Four generations of Arbuthnots worked with the firm but their cousins went on to become Governors of Madras, commanders of the Madras Army and one even became a Governor of the Bank of England. No wonder the public confidence in the integrity of the firm was so unflinching and its transactions bulged.
In 1906 the senior partner was Sir George Gough Arbuthnot, a pillar of European Society in Madras. He employed 10,000 people under him. With the Suez Canal dug the world was becoming a village. Arbuthnot, in a move for globalisation, invested in a London branch operated by Macfadyen & Co. Macfadyen invested lavishly in daring enterprises, such as gold, American railway projects and in plantation crops of the West Indies.
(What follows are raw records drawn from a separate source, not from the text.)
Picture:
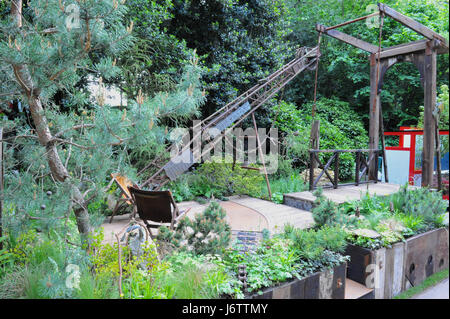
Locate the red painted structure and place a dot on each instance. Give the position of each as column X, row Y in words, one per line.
column 407, row 142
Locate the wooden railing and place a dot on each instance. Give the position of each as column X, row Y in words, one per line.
column 361, row 168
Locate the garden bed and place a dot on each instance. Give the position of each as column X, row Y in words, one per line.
column 328, row 284
column 403, row 265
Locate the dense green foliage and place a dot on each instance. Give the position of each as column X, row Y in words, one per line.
column 207, row 233
column 217, row 178
column 62, row 143
column 396, row 217
column 339, row 129
column 240, row 41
Things were going well and profits on books seemed fantastic when one fine day Macfadyen jumped before a running train. “Suicide due to temporary insanity,” was the inquest report. It was definitely insanity, but not temporary. He had brought down the century-old firm with his long-term speculation.
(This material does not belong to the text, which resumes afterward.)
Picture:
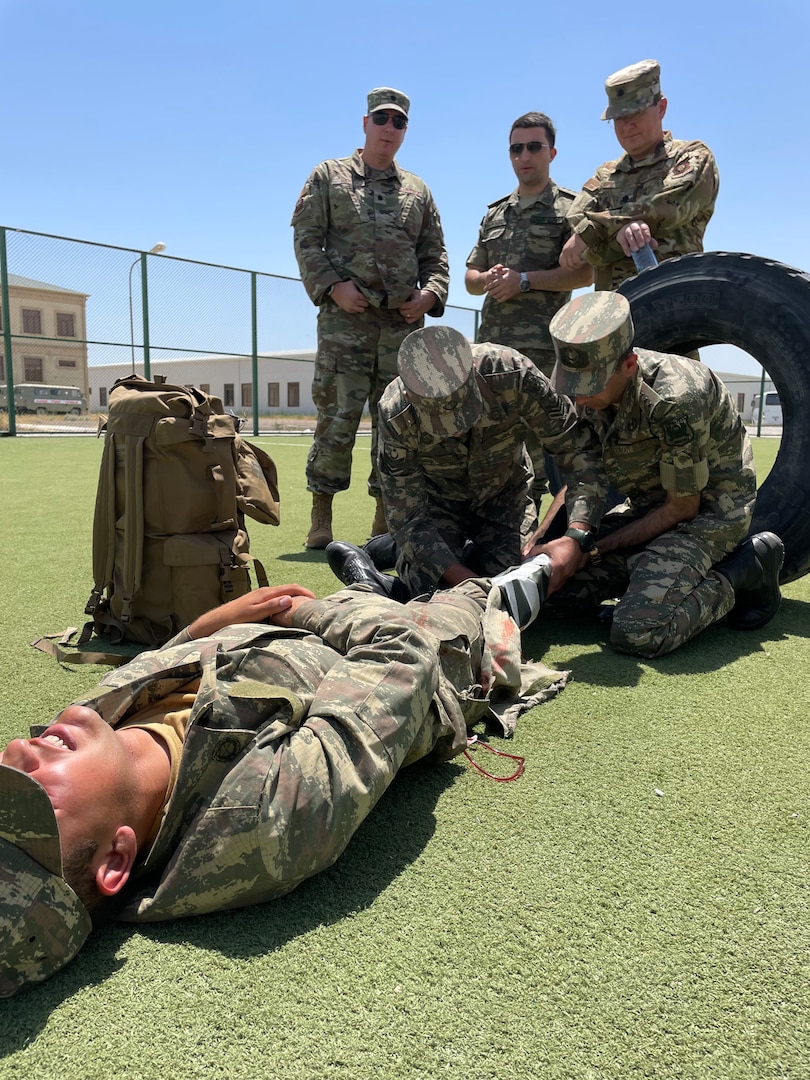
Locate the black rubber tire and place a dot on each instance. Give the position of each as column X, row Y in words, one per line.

On October 22, 1906, the gates of Arbuthnot & Co, First Line Beach, carried the announcement that the company had suspended payments. Soon the gates were besieged by alarmed investors who were all turned away by police.
The firm petitioned the courts to be declared insolvent. This was not a crunch; this was a national catastrophe. The future of many people was wiped out. The Diwan of Cochin had to sell his unfinished house on Edward Elliot’s Road and start a brick retail shop to feed his family. Even the Governor of Madras, Lawley, lost a lot of his savings. Temples and charities were shut down.
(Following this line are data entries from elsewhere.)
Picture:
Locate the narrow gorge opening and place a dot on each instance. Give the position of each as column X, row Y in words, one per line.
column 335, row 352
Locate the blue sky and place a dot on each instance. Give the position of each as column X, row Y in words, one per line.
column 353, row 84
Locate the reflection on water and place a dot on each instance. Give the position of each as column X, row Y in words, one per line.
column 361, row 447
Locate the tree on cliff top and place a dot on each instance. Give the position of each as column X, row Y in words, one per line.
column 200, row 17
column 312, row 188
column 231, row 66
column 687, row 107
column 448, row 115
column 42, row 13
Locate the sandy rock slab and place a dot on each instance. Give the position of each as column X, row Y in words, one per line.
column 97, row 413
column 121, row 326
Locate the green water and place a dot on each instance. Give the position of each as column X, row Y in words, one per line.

George Arbuthnot was tried for the fraudulent activities and received a sentence of 18 months rigorous imprisonment. A leading newspaper of Madras wrote an editorial -- “For a dozen years now, how many widows, orphans, old pensioners, Government officials and others have been lured into the net of the pretended pompousness of this firm to deposit their money, not knowing that Messrs. Arbuthnot & Co. was but a whited sepulcher?”
The Indian response was remarkable when European integrity and honesty came under a cloud. A young advocate V. Krishnaswamy Iyer, who was representing Arbuthnot creditors, got a brilliant idea. Why not start an Indian alternative? That was more answerable to the public than Arbuthnots had ever been and make it a success.
He got together eight prominent citizens of Madras, many of them from the mercantile community of the cash-rich Chettiars, and together they resolved that an Indian bank had to be incorporated and managed by Indians who were locally known and respected. Co-incidentally, the bank was started on August 15.
In 1909, the Indian bank, which was symbolically the replacement of the Arbuthnots, acquired the outstanding-looking gothic building of Arbuthnots on the Beach Road for Rs 1,35,000 and moved in. The building survived until the 1960s and over it was built a high-rise overlooking the harbour. The road is still called Arbuthnot’s lane.